Washington, D.C. -- The National Retail Federation continues to turn up the heat on the Labor Department’s proposal to expand overtime pay.
The group on Thursday told the Labor Department that the salary level recommended under the current proposal to expand overtime is too high, and asked officials to use previous methodology that would result in a lower figure. NRF also said that the plan to automatically increase the number each year without review should be rejected, and that businesses should be given at least a year to comply once new regulations take effect.
“NRF strongly opposes the Department of Labor’s proposed changes,” NRF president and CEO Matthew Shay said. “Attempting to raise employee wages by fiat ignores economic reality and would end up having major negative consequences for employees, employers and the economy as a whole. As hourly workers, many of the affected employees would receive reduced compensation and benefits and be diverted from career opportunities that are a path to middle-class success.”
Shay’s comments came in a letter sent to the DOL ahead of Friday’s deadline for business groups to respond to the proposal.
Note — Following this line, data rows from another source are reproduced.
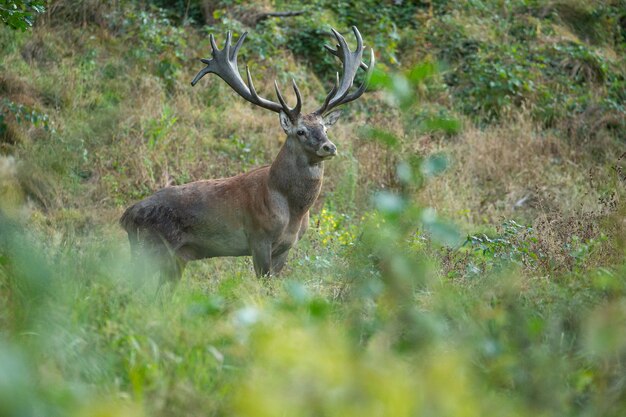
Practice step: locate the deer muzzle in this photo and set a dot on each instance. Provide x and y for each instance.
(327, 150)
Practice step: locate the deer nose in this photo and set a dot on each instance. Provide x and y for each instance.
(330, 149)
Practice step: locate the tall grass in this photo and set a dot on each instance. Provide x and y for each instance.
(449, 270)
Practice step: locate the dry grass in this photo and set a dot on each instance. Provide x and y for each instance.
(516, 171)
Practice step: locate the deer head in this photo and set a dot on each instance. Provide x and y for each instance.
(309, 130)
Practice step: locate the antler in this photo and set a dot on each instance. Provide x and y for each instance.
(351, 63)
(224, 64)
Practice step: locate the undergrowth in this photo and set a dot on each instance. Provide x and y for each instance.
(466, 254)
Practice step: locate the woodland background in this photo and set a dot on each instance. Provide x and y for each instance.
(465, 258)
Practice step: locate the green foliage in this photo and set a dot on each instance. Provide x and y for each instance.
(384, 309)
(21, 114)
(20, 14)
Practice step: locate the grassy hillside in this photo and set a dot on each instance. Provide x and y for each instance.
(466, 256)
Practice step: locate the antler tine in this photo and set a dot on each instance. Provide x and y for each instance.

Under DOL’s plan, most individuals making up to $970 a week would automatically receive overtime pay at time-and-a-half when working more than 40 hours a week, up from the current $455 set in 2004.
Shay cited research by NRF that reveals many retail managers largely oppose the proposed changes.
“Many employees view being classified as exempt as a badge of professional status,” Shay said. “Being reclassified would be seen by many as a step back in their careers and as a devaluation of their roles in the organization.”
Shay said that amount – $50,440 a year – would cover two-thirds of salaried retail workers and would be “simply too high a level for the low-margin retail industry to bear without severe repercussions.”
The Labor Department chose $970 under a formula intended to give overtime to the lowest-paid 40 percent of all full-time workers nationwide who currently receive a fixed salary. But Shay said 40% “is completely arbitrary, lacks transparency and is completely lacking in foundation.”
Instead, he said DOL should use the same methodology used in 2004, when the $455 level was based on the lowest-paid 20 percent of salaried workers in the south rather than nationwide and in the retail industry rather than all industries.
Shay said cost-of-living differences mean that setting the level at $970 would provide overtime to more than 45% of currently salaried workers in 10 states and more than 50% in eight more states – more than double the percentage who now receive overtime. The association head asked DOL to reject a provision of the proposal that would automatically increase the salary level each year, saying past policy of updating it only when needed “has worked well and there is no need to break with this practice.”
Under federal law, managers and professionals who make more than the salary level can be declared exempt from overtime if they meet certain job duties tests such as having supervision of other workers as their primary duty. The current DOL proposal stops short of suggesting changes in the duties tests, but asks whether such changes should be made. Shay urged DOL not to do so, saying any changes would upset standards settled on since 2004 and “fuel unnecessary and costly litigation.”